I have the perfect solution…Why not give the current homeowner a “short sale” price modification and call it a happy ending to all? Buyers are too wise nowadays.
Besides most future homeowners will have a defective title or will have an F in the past!
Here’s an example why it makes sense to work with the current owner:
LPS using their MN address purchased my home at auction for 75% discount put it on the market for about 80% and made a few grand from the highest contract that was accepted. It benefited no one!
Now if they use my solution not only will the investors save on the fees they payout to the foreclosure mills but also on the late fees the homeowner accrues…see isn’t this economic sense for everyone?
By John Gittelsohn and Kathleen M. Howley – Sep 15, 2010 12:14 PM ET
The slide in U.S. home prices may have another three years to go as sellers add as many as 12 million more properties to the market.
Shadow inventory — the supply of homes in default or foreclosure that may be offered for sale — is preventing prices from bottoming after a 28 percent plunge from 2006, according to analysts from Moody’s Analytics Inc., Fannie Mae, Morgan Stanley and Barclays Plc. Those properties are in addition to houses that are vacant or that may soon be put on the market by owners.
“Whether it’s the sidelined, shadow or current inventory, the issue is there’s more supply than demand,” said Oliver Chang, a U.S. housing strategist with Morgan Stanley in San Francisco. “Once you reach a bottom, it will take three or four years for prices to begin to rise 1 or 2 percent a year.”
Rising supply threatens to undermine government efforts to boost the housing market as homebuyers wait for better deals. Further price declines are necessary for a sustainable rebound as a stimulus-driven recovery falters, said Joshua Shapiro, chief U.S. economist of Maria Fiorini Ramirez Inc., a New York economic forecasting firm.
Sales of new and existing homes fell to the lowest levels on record in July as a federal tax credit for buyers expired and U.S. unemployment remained near a 26-year high. The median price of a previously owned home in the month was $182,600, about the level it was in 2003, the National Association of Realtors said.
Fannie Mae Forecast
Fannie Mae, the largest U.S. mortgage finance company, today lowered its forecast for home sales this year, projecting a 7 percent decline from 2009. A drop in demand after the April 30 tax credit expiration “suggests weakening home prices” in the third quarter, according to the report.
There were 4 million homes listed with brokers for sale as of July.

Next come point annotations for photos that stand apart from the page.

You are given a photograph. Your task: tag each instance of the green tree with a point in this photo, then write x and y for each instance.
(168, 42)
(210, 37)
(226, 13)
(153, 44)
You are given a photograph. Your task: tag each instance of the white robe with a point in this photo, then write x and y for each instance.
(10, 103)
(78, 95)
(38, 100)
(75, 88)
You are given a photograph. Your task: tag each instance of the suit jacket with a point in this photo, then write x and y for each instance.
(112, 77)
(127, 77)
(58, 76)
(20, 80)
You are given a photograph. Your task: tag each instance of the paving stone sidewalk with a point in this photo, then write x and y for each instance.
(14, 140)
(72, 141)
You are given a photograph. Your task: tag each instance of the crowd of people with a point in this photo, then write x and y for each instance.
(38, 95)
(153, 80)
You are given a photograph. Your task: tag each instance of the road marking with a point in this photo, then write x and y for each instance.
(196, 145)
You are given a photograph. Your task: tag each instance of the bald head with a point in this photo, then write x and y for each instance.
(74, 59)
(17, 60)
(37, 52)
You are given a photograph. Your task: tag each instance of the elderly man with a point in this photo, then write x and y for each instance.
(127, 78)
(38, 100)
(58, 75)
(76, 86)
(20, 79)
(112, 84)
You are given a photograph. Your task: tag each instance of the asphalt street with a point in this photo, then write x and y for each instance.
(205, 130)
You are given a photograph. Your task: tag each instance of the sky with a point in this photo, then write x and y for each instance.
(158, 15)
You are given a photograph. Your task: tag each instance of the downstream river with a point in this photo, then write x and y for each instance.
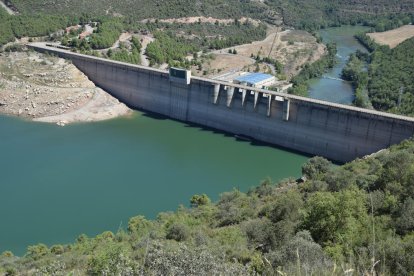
(58, 182)
(330, 87)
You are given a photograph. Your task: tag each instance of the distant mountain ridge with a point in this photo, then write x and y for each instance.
(298, 13)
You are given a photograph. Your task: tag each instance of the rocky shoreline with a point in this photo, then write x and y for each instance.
(50, 89)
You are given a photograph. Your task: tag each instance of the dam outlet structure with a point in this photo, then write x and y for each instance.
(337, 132)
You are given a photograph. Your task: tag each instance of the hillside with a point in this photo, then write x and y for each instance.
(388, 83)
(357, 217)
(306, 14)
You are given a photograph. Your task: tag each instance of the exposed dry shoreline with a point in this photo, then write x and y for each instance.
(50, 89)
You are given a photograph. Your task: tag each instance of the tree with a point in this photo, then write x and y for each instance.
(199, 200)
(139, 226)
(178, 232)
(37, 251)
(338, 220)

It would take a record 12.5 months for those properties to be sold at that month’s sales pace, according to the Chicago- based Realtors group.
“The best thing that could happen is for prices to get to a level that clears the market,” said Shapiro, who predicts prices may fall another 10 percent to 15 percent. “Right now, buyers know it hasn’t hit bottom, so they’re sitting on the sidelines.”
About 2 million houses will be seized by lenders by the end of next year, according to Mark Zandi, chief economist of Moody’s Analytics in West Chester, Pennsylvania. He estimates prices will drop 5 percent by 2013.
After reaching bottom, prices will gain at the historic annual pace of 3 percent, requiring more than 10 years to return to their peak, he said.
“A long if not lost decade,” Zandi said.